Anxiety and other neurotic disorders are significant medical and social issues, affecting 10–20% of people in developed countries, with an annual increase of over 10%. These conditions are becoming a greater concern due to treatment costs, missed work, decreased productivity, and their impact on relationships and socialization. As a result, developing effective treatments for neurotic disorders is a key goal in medicine and pharmacology. For the first time, we synthesized derivatives containing both tryptamine and triazine fragments and demonstrated their neurotropic activity, in particular their anxiolytic effect. When examining their binding using the docking method (Autodock Vina multiligand) to the GABAa receptor (PDB ID: 6X3X) and GABA-AT (PDB ID: 1SF2), compounds 4–11a–i showed minimal binding energies. In animal studies, compounds 9b and 11g demonstrated notable antianxiety effects, influencing behaviors such as approach to the arena center, grooming, and bolus count.

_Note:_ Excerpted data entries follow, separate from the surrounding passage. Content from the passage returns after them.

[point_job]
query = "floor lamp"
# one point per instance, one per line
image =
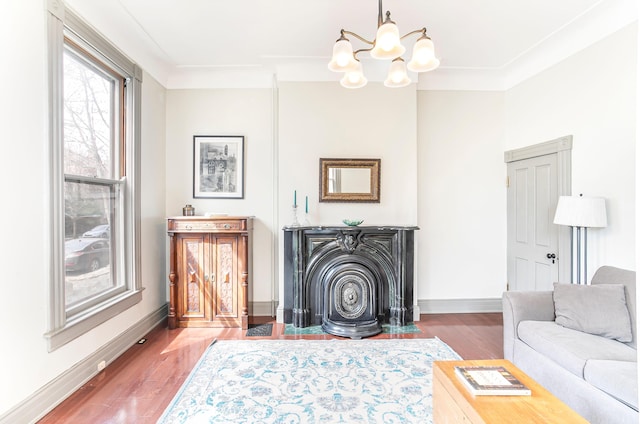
(580, 213)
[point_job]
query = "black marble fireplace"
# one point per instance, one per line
(350, 280)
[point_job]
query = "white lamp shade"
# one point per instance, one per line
(387, 42)
(423, 58)
(355, 78)
(342, 59)
(581, 212)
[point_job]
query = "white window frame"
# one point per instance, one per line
(61, 326)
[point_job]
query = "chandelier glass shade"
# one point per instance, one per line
(386, 46)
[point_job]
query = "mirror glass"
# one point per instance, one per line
(349, 180)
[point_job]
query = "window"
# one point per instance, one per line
(94, 103)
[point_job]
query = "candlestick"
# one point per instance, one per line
(294, 216)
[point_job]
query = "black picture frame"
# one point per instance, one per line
(218, 167)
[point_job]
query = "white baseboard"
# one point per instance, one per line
(49, 396)
(459, 306)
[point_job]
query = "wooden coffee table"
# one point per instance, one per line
(452, 403)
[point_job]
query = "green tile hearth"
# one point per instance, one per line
(289, 329)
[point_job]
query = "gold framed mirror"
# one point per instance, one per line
(350, 180)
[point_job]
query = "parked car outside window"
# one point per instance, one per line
(101, 231)
(86, 254)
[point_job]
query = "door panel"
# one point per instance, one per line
(531, 202)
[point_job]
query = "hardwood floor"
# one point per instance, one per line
(138, 386)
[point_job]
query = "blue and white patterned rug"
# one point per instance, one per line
(310, 381)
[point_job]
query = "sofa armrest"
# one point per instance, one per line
(520, 306)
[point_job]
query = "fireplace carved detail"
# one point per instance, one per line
(350, 280)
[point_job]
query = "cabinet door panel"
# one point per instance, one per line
(226, 296)
(193, 293)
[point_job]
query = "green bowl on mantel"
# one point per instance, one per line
(353, 222)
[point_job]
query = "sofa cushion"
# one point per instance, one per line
(613, 275)
(596, 309)
(571, 348)
(616, 378)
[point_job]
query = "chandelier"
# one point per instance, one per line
(385, 46)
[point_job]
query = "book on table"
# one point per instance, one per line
(491, 381)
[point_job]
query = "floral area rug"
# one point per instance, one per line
(311, 381)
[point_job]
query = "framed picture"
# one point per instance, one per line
(218, 167)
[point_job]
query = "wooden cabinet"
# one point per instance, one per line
(209, 263)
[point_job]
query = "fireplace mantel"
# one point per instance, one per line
(350, 280)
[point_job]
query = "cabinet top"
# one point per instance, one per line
(209, 218)
(204, 224)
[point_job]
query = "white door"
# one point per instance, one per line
(532, 238)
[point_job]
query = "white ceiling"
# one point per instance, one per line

Compound 11g 6-(4-chlorobenzyl)-3-[2-(6-methoxy-1H-indol-3-yl)-ethylamino]-4H-[1,2,4]triazin-5-one had the lowest IC₅₀ value at 19.8 ± 0.62, indicating high potency, and appeared to function similarly to diazepam without impairing normal exploration or movement. Notably, 9b outperformed other tested drugs. Its derivative 11g displayed the lowest energy binding with GABA_A receptor and GABA-AT, which likely accounts for its high activity.